The Atelier Revival and the Nerdrum School

When the academies stopped teaching craft, the craft went underground — into private studios where a master again took apprentices, ground pigment beside them, and passed the method hand to hand.

For most of the twentieth century, the formal training that had produced centuries of skilled painters simply stopped. Art schools turned toward concept and self-expression and away from the disciplined study of drawing, anatomy and materials. A student who wanted to learn to paint a figure in the Old-Master manner often found there was nowhere left to learn it. The response, gathering force over recent decades, has been a revival of the atelier — the workshop studio in which a small number of students learn directly from a practising master.

What an atelier is

The atelier model is old. In it, learning is by apprenticeship rather than lecture: students draw from casts and the living model for long hours, grind and prepare their own materials, and progress through a structured sequence from careful drawing to fully realised painting. Feedback is constant, personal and technical. The organising bodies of the movement, such as the Art Renewal Center, maintain networks of these ateliers and argue, with some evidence, that they now produce more genuinely skilled figurative painters than the conventional art school.

The Nerdrum model

Within this broader revival, Odd Nerdrum occupies a distinctive place. Rather than founding an accredited school, he took apprentices into his own working studio in the most literal old-master fashion — a handful of pupils living and painting alongside the master, learning by watching, imitating and assisting. They studied his methods directly: the prepared ground, the limited earth palette, the patient glazing described in Old-Master Technique. Several went on to become accomplished figurative painters and teachers in their own right, and to carry both the craft and the Kitsch philosophy outward. The arrangement was informal, even eccentric, but it revived something the institutions had abandoned: transmission by presence.

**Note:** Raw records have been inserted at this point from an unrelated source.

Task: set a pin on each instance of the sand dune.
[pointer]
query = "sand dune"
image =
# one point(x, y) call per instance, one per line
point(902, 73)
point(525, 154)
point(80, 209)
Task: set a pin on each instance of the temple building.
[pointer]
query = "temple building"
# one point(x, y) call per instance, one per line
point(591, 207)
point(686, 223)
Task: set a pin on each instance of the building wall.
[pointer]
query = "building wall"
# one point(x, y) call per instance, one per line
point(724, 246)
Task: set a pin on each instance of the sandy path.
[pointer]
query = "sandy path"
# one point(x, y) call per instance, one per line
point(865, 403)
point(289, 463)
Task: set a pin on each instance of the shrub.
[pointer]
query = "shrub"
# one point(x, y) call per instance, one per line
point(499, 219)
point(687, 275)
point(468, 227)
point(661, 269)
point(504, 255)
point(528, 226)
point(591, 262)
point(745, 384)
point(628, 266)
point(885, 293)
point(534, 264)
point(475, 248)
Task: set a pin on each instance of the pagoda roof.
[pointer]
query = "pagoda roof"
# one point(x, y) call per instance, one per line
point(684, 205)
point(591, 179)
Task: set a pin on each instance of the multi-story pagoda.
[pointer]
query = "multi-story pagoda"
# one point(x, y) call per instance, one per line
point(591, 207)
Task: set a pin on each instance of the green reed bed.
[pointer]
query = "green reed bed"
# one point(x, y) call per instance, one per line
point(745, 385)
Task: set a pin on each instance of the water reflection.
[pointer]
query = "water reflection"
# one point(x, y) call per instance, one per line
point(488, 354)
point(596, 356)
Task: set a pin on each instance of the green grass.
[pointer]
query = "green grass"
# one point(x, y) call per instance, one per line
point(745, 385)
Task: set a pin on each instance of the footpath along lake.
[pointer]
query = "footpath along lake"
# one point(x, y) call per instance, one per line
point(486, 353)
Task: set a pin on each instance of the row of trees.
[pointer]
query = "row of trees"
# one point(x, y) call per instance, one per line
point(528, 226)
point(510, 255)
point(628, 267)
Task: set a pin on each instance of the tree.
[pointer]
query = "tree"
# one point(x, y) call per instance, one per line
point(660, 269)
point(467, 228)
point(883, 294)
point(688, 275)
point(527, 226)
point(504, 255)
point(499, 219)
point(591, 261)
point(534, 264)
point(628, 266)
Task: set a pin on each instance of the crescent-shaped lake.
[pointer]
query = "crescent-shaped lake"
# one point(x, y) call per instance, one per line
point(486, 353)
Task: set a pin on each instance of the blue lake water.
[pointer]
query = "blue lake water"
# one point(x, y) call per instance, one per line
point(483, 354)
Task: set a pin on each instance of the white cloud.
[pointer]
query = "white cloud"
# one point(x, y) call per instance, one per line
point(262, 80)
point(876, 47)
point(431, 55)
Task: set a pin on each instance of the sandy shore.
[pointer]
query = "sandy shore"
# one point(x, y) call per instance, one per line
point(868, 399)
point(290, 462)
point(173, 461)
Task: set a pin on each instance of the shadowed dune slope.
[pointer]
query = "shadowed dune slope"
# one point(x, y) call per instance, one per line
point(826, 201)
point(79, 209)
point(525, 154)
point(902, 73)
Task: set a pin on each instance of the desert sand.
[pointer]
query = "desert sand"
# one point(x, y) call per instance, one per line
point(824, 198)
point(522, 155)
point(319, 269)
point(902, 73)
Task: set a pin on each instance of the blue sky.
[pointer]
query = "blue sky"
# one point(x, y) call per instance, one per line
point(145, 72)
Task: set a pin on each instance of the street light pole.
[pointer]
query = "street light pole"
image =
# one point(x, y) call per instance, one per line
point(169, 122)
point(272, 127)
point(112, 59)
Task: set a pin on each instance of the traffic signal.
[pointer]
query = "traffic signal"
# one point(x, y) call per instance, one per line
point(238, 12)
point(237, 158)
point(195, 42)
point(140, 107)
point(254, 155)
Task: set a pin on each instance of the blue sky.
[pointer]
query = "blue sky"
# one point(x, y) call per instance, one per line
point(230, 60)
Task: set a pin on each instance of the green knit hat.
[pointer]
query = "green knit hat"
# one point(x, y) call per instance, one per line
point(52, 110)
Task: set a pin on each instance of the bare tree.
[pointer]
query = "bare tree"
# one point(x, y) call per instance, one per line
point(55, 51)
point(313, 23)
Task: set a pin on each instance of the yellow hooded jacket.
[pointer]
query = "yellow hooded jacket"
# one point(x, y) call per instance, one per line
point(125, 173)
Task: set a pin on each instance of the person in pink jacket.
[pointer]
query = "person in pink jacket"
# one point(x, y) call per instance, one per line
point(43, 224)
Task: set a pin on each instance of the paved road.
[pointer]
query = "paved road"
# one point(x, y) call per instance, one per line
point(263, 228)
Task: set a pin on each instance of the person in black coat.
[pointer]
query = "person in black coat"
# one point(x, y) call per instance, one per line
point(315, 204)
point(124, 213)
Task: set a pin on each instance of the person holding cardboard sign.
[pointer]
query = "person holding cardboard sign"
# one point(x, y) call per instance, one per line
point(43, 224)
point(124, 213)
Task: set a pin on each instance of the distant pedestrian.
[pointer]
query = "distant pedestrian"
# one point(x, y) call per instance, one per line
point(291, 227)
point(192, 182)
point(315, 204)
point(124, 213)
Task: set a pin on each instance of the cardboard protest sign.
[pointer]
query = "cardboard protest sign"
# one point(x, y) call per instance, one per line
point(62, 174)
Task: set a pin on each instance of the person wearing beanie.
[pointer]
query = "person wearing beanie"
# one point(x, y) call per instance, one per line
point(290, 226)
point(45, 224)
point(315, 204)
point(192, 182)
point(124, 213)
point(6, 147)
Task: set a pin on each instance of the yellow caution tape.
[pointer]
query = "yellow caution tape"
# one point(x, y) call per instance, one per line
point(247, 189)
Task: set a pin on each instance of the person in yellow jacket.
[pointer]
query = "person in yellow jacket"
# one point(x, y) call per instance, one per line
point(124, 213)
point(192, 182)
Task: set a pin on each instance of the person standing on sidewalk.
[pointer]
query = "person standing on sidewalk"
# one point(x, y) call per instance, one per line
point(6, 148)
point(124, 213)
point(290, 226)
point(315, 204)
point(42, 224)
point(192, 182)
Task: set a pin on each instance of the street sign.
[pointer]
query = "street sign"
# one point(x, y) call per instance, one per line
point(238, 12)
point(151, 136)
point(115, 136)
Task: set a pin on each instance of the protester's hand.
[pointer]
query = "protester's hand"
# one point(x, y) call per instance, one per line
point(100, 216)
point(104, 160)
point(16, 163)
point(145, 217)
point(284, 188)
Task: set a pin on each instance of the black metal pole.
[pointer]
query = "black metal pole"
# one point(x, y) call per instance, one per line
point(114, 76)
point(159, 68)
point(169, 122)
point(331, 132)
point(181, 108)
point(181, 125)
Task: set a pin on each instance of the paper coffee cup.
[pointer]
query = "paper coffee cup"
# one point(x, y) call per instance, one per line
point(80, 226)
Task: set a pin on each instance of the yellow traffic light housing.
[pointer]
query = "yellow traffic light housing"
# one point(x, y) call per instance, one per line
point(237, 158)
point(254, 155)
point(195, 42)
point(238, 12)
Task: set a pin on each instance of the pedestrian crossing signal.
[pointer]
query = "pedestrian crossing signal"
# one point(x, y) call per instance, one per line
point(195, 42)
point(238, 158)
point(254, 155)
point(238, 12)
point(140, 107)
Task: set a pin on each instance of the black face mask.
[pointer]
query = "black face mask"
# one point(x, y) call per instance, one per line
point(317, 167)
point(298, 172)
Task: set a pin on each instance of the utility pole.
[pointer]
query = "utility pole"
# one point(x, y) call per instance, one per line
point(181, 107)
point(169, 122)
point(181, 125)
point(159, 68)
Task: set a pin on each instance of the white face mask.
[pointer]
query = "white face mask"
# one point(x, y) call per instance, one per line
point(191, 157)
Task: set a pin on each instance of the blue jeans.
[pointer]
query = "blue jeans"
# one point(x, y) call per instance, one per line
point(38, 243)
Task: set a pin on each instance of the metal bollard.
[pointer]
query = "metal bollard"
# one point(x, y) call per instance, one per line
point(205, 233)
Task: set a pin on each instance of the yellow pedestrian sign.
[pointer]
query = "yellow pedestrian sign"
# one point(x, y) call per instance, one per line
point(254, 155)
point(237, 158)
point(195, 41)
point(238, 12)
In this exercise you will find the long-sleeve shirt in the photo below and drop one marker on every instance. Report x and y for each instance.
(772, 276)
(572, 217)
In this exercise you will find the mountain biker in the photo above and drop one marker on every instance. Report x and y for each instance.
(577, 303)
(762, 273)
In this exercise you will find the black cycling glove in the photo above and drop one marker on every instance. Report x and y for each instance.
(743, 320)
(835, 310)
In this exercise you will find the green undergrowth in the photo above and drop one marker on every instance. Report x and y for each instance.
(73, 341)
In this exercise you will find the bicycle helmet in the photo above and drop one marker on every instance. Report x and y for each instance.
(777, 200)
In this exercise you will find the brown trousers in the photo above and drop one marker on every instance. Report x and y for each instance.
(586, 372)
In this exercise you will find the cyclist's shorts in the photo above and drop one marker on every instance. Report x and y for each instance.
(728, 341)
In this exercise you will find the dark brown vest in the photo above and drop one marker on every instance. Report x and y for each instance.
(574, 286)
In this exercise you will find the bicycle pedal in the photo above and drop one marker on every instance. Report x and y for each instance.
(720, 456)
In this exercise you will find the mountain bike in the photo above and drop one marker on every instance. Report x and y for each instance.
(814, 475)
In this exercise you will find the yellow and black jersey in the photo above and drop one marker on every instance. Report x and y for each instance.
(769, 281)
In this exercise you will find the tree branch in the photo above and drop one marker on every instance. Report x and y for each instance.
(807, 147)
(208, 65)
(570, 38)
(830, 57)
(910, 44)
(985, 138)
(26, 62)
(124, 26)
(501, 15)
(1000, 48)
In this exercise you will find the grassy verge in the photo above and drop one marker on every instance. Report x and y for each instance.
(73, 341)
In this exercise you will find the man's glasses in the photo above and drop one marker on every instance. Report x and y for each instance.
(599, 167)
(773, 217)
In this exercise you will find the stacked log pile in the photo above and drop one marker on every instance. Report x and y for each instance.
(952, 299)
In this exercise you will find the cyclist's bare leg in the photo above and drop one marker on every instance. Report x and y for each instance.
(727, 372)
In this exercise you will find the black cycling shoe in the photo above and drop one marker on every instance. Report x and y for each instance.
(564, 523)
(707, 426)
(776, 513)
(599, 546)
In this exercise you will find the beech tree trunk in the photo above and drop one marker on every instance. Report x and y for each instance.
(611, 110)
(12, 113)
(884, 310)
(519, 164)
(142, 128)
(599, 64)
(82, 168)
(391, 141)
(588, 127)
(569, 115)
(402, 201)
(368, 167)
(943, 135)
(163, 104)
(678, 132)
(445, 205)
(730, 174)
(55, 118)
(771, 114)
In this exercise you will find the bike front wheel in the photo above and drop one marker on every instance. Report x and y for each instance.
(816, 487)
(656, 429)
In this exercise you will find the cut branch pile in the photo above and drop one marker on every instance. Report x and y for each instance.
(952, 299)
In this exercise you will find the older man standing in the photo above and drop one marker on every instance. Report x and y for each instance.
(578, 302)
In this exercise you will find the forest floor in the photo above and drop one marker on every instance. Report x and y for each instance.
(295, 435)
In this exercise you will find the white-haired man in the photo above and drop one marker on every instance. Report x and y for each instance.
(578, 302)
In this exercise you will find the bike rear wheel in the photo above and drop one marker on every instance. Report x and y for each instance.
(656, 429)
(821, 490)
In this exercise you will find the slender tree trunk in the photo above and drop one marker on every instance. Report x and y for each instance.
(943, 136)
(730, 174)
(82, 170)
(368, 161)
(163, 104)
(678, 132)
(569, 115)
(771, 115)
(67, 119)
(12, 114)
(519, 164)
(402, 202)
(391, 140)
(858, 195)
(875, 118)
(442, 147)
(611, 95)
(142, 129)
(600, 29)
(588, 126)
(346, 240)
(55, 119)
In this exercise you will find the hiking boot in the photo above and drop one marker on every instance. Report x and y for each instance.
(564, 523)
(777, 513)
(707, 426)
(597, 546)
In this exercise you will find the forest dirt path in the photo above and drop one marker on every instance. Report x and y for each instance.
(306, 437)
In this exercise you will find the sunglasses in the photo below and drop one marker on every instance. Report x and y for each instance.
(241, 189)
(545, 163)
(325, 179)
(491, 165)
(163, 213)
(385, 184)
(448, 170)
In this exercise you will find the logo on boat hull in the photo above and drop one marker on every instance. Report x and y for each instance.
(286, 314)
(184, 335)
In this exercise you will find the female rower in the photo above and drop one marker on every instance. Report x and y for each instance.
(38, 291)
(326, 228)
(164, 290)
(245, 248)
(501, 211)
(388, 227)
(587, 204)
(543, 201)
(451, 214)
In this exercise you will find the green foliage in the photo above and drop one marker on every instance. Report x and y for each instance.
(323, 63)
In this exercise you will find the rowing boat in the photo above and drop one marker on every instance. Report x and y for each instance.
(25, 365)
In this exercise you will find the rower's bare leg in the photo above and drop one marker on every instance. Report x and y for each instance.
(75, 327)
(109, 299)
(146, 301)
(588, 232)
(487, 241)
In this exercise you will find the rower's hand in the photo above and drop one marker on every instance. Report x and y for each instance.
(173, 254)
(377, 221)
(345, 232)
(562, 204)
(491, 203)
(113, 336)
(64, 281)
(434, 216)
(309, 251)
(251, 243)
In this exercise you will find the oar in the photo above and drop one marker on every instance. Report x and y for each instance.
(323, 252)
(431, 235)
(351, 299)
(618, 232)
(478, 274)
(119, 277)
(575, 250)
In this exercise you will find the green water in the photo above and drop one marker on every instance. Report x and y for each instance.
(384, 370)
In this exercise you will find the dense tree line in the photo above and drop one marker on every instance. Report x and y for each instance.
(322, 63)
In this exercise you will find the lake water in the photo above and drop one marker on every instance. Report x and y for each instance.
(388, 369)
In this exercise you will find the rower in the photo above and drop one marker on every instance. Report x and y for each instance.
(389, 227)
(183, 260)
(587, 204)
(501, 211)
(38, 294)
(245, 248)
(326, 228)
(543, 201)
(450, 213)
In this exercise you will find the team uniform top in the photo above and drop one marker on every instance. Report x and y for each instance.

Why direct transmission matters

Some knowledge resists the textbook. The feel of a loaded brush, the moment a glaze is dry enough for the next layer, the judgement of when a value is a hair too light — these are learned by doing, beside someone who already knows, far more efficiently than from any manual. This is the deep argument for the atelier: that craft is embodied, and embodied knowledge travels best from person to person. It is the same reason the workshops of the seventeenth century, whose products fill the Metropolitan Museum of Art, were organised as masters surrounded by pupils and assistants.

Community as much as curriculum

The atelier revival is not only a teaching method; it is how the movement reproduces itself socially. Students trained in a shared method, under teachers who read the same manifestos, form the human network described in The Kitsch Movement. When they open studios of their own, the lineage branches. In this way a tradition that the twentieth century pronounced dead has quietly rebuilt its own means of survival — one apprentice, one ground, one glaze at a time.

The long apprenticeship

None of this is quick. Atelier training is measured in years, and mastery in decades. That patience is itself a value the movement defends against a culture of speed — a wager that some things worth doing cannot be hurried, and that the slow transmission of craft is a form of cultural memory worth keeping alive.